If the partial derivative changes sign, i.e. the previous step was too large and the minimum was missed, the previous weight-update is reverted. Due to that 'backtracking' weight-step, the derivative is supposed to change its sign once again in the following step.

However pytorch doesn’t perform a backtracking step and instead doesn’t perform a step at all with that weight.

Update -1.2 moved parameter from 1 to -0.2, which changes the sign of the gradient to minus. Rprop is supposed to undo that update and move back to 1, while multiplying the update by n-. The adaption is disabled because that changes sign of the gradient back to plus.

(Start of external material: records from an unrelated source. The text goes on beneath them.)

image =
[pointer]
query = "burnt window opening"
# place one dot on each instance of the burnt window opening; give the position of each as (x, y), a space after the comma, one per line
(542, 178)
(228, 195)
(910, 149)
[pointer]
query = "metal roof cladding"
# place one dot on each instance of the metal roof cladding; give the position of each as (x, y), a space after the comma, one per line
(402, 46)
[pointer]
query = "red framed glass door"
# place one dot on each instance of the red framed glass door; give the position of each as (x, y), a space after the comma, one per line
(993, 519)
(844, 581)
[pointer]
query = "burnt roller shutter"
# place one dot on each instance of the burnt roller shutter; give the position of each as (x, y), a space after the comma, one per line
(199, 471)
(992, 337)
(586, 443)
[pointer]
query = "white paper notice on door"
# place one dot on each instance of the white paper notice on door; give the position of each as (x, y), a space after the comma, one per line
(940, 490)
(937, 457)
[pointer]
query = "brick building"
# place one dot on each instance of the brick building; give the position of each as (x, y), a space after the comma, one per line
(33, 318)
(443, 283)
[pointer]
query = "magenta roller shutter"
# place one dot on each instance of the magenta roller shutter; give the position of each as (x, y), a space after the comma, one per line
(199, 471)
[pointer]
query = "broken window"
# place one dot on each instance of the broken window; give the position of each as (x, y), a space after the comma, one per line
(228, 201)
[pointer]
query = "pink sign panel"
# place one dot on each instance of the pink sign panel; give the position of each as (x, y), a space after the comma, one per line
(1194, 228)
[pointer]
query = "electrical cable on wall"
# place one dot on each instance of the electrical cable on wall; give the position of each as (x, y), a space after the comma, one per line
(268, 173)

So the next update will be -0.6, which will move param to 0.4. However pytorch doesn’t perform the backtracking step, and keeps parameter at -0.2.

Here is what I believe it should look like

param = 2.0, loss = 4.0
param = 1.0, loss = 1.0, grad = 4.0, update = -1.0
param = -0.2, loss = 0.04, grad = 2.0, update = -1.2
param = 1.0, loss = 1.0, grad = -0.4, update = 1.2
param = 0.4, loss = 0.16, grad = 2.0, update = -0.6
param = -0.32, loss = 0.102, grad = 0.8, update = -0.72

soulitzer · January 5, 2025, 9:58pm

Good observation, its actually using a different variant of rprop that doesn’t do the backtracking.

http://www.neuro.nigmatec.ru/materials/themeid_18/igel00improving.pdf

Maybe its worth mentioning this on the docs.